Secondo il giornalista, le ragioni ufficiali dietro la scelta sono due: innanzitutto, la chiusura dello stadio San Siro, che dovrà essere sottoposto a interventi in vista della cerimonia di apertura delle Olimpiadi Invernali Milano-Cortina 2026. In secondo luogo, l’operazione commerciale garantisce un premio economico di 12 milioni di euro, da ripartire tra le due società coinvolte. Una somma che, al netto di 4 milioni di spese, vedrà l’AC Milan ricevere la quota maggiore in virtù del mancato incasso al Meazza e della necessità di rimborsare gli abbonati.

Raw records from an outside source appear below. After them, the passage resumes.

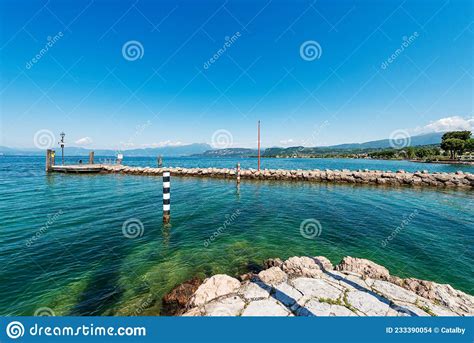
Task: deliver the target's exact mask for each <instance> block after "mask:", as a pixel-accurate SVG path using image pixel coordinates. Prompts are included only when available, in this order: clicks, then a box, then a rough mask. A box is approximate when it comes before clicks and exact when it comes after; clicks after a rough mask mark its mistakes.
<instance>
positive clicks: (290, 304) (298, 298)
mask: <svg viewBox="0 0 474 343" xmlns="http://www.w3.org/2000/svg"><path fill="white" fill-rule="evenodd" d="M272 296H273V298H275V299H277V300H278V301H279V302H281V303H282V304H283V305H285V306H287V307H288V306H291V305H293V304H294V303H295V302H297V301H298V300H299V299H300V298H301V297H302V296H303V294H301V292H299V291H298V290H297V289H296V288H294V287H292V286H290V285H289V284H287V283H282V284H279V285H278V286H275V288H274V293H273V295H272Z"/></svg>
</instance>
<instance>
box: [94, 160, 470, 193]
mask: <svg viewBox="0 0 474 343" xmlns="http://www.w3.org/2000/svg"><path fill="white" fill-rule="evenodd" d="M103 170H104V171H105V172H108V173H122V174H134V175H162V174H163V171H164V170H168V171H170V172H171V175H172V176H173V175H174V176H190V177H214V178H227V179H235V178H236V170H235V169H229V168H177V167H175V168H167V169H163V168H150V167H128V166H108V165H105V166H103ZM240 177H241V179H250V180H282V181H309V182H335V183H348V184H371V185H388V186H432V187H462V188H466V189H472V188H474V174H471V173H463V172H461V171H458V172H456V173H429V172H428V171H418V172H415V173H409V172H405V171H403V170H399V171H397V172H391V171H379V170H368V169H365V170H358V171H350V170H346V169H344V170H324V171H322V170H317V169H316V170H281V169H264V170H261V171H257V170H255V169H242V170H241V171H240Z"/></svg>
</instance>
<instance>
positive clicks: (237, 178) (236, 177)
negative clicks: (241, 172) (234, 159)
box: [235, 163, 240, 184]
mask: <svg viewBox="0 0 474 343" xmlns="http://www.w3.org/2000/svg"><path fill="white" fill-rule="evenodd" d="M235 175H236V178H237V184H239V183H240V163H237V168H236V171H235Z"/></svg>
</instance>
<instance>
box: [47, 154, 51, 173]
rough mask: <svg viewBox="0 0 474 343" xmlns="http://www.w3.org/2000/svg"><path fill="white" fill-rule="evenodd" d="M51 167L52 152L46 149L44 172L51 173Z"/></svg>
mask: <svg viewBox="0 0 474 343" xmlns="http://www.w3.org/2000/svg"><path fill="white" fill-rule="evenodd" d="M51 166H52V150H51V149H48V150H46V172H50V171H51Z"/></svg>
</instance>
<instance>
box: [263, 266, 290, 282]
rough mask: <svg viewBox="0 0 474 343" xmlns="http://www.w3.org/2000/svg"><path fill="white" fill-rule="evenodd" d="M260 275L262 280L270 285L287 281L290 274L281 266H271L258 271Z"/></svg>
mask: <svg viewBox="0 0 474 343" xmlns="http://www.w3.org/2000/svg"><path fill="white" fill-rule="evenodd" d="M258 277H259V279H260V280H262V282H264V283H266V284H268V285H278V284H279V283H282V282H284V281H286V279H287V278H288V275H286V274H285V272H284V271H283V270H281V269H280V268H279V267H271V268H268V269H266V270H262V271H261V272H260V273H258Z"/></svg>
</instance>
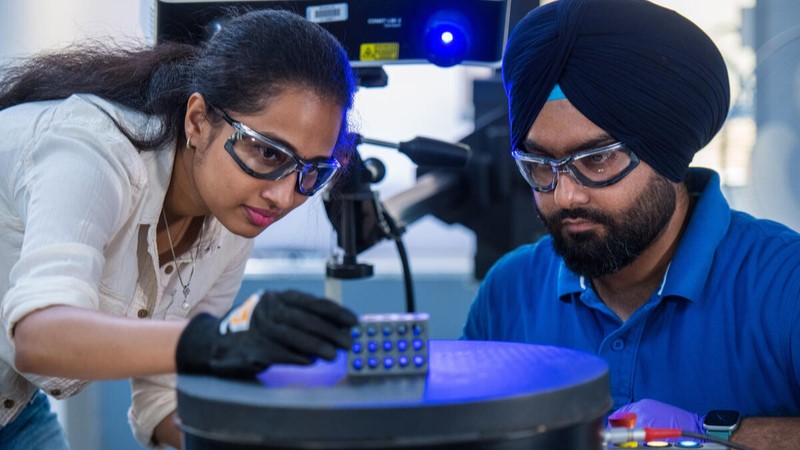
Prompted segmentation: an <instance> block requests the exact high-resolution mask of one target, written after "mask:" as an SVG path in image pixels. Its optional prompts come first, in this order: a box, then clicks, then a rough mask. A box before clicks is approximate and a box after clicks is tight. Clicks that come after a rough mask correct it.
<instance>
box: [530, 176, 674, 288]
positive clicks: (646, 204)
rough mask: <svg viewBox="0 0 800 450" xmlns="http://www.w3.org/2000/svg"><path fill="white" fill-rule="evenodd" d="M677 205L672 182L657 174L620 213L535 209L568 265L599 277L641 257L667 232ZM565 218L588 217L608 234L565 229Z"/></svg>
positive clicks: (570, 268)
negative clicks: (664, 232)
mask: <svg viewBox="0 0 800 450" xmlns="http://www.w3.org/2000/svg"><path fill="white" fill-rule="evenodd" d="M675 205H676V194H675V189H674V187H673V185H672V183H671V182H670V181H669V180H667V179H666V178H664V177H663V176H661V175H656V176H654V177H653V178H652V179H651V181H650V182H649V183H648V184H647V187H646V189H645V190H644V191H643V192H642V193H641V194H640V195H639V196H638V197H637V198H636V201H634V203H633V205H632V206H631V207H630V208H628V209H627V210H626V211H623V212H621V213H619V214H614V215H611V214H607V213H604V212H602V211H597V210H589V209H584V208H576V209H569V210H560V211H558V212H557V213H556V214H554V215H552V216H550V217H545V216H544V215H543V214H542V212H541V211H540V210H539V207H538V205H537V206H536V212H537V214H538V215H539V218H540V219H541V220H542V222H543V223H544V225H545V227H546V228H547V229H548V231H549V232H550V234H551V235H552V237H553V248H554V249H555V251H556V253H558V254H559V255H561V257H562V258H564V263H565V264H566V265H567V267H568V268H569V269H570V270H572V271H573V272H575V273H576V274H578V275H583V276H586V277H590V278H598V277H602V276H604V275H609V274H612V273H616V272H618V271H619V270H621V269H622V268H623V267H626V266H627V265H629V264H630V263H632V262H633V261H634V260H635V259H636V258H638V257H639V255H641V254H642V252H643V251H644V250H645V249H647V248H648V247H649V246H650V245H651V244H652V243H653V242H654V241H655V240H656V239H657V238H658V237H659V236H660V235H661V233H663V232H664V230H665V229H666V227H667V224H668V223H669V221H670V219H671V218H672V214H673V213H674V212H675ZM564 219H586V220H589V221H592V222H594V223H596V224H599V225H601V226H602V227H603V228H604V230H605V237H603V236H601V235H599V234H598V233H597V232H596V231H586V232H581V233H567V232H564V230H563V225H562V223H561V222H562V220H564Z"/></svg>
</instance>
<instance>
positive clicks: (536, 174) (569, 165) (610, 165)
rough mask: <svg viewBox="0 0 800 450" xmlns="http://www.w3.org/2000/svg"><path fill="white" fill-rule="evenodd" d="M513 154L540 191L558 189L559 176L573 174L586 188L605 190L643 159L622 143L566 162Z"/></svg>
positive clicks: (546, 157) (577, 156)
mask: <svg viewBox="0 0 800 450" xmlns="http://www.w3.org/2000/svg"><path fill="white" fill-rule="evenodd" d="M511 155H512V156H513V157H514V161H516V163H517V167H518V168H519V171H520V173H521V174H522V177H523V178H525V181H527V182H528V184H530V185H531V187H533V189H534V190H536V191H538V192H550V191H552V190H554V189H555V188H556V184H557V183H558V174H559V173H569V174H570V175H571V176H572V178H574V179H575V180H576V181H577V182H578V183H580V184H582V185H584V186H588V187H604V186H610V185H612V184H614V183H616V182H618V181H619V180H621V179H622V178H624V177H625V175H627V174H629V173H630V172H631V171H632V170H633V169H635V168H636V166H638V165H639V158H638V157H637V156H636V154H635V153H633V152H632V151H631V150H629V149H628V148H627V147H625V144H623V143H622V142H615V143H613V144H610V145H606V146H603V147H599V148H593V149H589V150H584V151H581V152H578V153H575V154H574V155H570V156H568V157H566V158H562V159H553V158H548V157H546V156H541V155H535V154H533V153H527V152H523V151H521V150H519V149H514V151H512V152H511Z"/></svg>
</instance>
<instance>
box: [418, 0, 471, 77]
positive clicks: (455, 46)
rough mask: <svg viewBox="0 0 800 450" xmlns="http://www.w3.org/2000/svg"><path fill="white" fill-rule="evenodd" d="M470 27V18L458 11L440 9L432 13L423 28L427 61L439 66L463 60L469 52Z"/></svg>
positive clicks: (448, 66) (470, 23)
mask: <svg viewBox="0 0 800 450" xmlns="http://www.w3.org/2000/svg"><path fill="white" fill-rule="evenodd" d="M472 29H473V27H472V26H471V23H470V20H469V19H468V18H467V16H465V15H464V14H463V13H461V12H460V11H456V10H442V11H438V12H436V13H435V14H432V15H431V16H430V18H428V21H427V23H426V28H425V46H426V50H427V52H428V61H430V62H431V63H433V64H436V65H437V66H441V67H450V66H454V65H456V64H460V63H461V62H463V61H464V58H465V57H466V56H467V54H468V53H469V48H470V39H471V38H472V37H473V36H471V34H472V32H471V30H472Z"/></svg>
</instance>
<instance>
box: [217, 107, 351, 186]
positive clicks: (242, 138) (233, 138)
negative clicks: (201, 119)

Ma al di là delle motivazioni logistiche ed economiche, restano molte criticità aperte. Ordine sottolinea come ci siano “altri 998 eccellenti motivi per ritenere questa novità una stortura alla regolarità del campionato e un danno calcistico per i due club di gravità al momento non preventivabile”, riferendosi in particolare al rischio di alterare l’equilibrio competitivo del campionato, privando entrambe le squadre del contesto sportivo abituale e introducendo variabili imprevedibili in termini di logistica, fuso orario, adattamento climatico e gestione fisica.
Tra le voci critiche si distingue quella di Cesc Fabregas, allenatore della formazione lariana, che ha espresso dubbi già prima dell’approvazione ufficiale, prefigurando i rischi sportivi connessi allo spostamento. “Cesc Fabregas è stato il primo, e fin qui l’unico, a valutare i rischi e a denunciarli pubblicamente in tempi non sospetti, prima del via libera quindi.“, ha commentato Ordine. Una posizione netta e isolata, visto che altri protagonisti del campionato hanno preferito toni più diplomatici. È il caso di Massimiliano Allegri, approdato a Milanello a decisione già presa, che ha scelto di non alimentare le polemiche, limitandosi a una battuta e confermando così il suo atteggiamento aziendalista.
Il match in programma in Australia rappresenta un unicum nel panorama della Serie A, e apre un fronte di discussione più ampio sul futuro delle competizioni nazionali, sempre più condizionate da logiche commerciali e globali. Il rischio, secondo Ordine, è quello di compromettere la credibilità sportiva, in nome di un business che rischia di prevalere sulle esigenze tecniche e sul rispetto dei tifosi.
La partita si svolgerà a Perth, città che si sta sempre più ritagliando un ruolo di vetrina per il calcio internazionale, ma resta da capire se l’evento rappresenterà una svolta o un precedente problematico per il futuro della Serie A.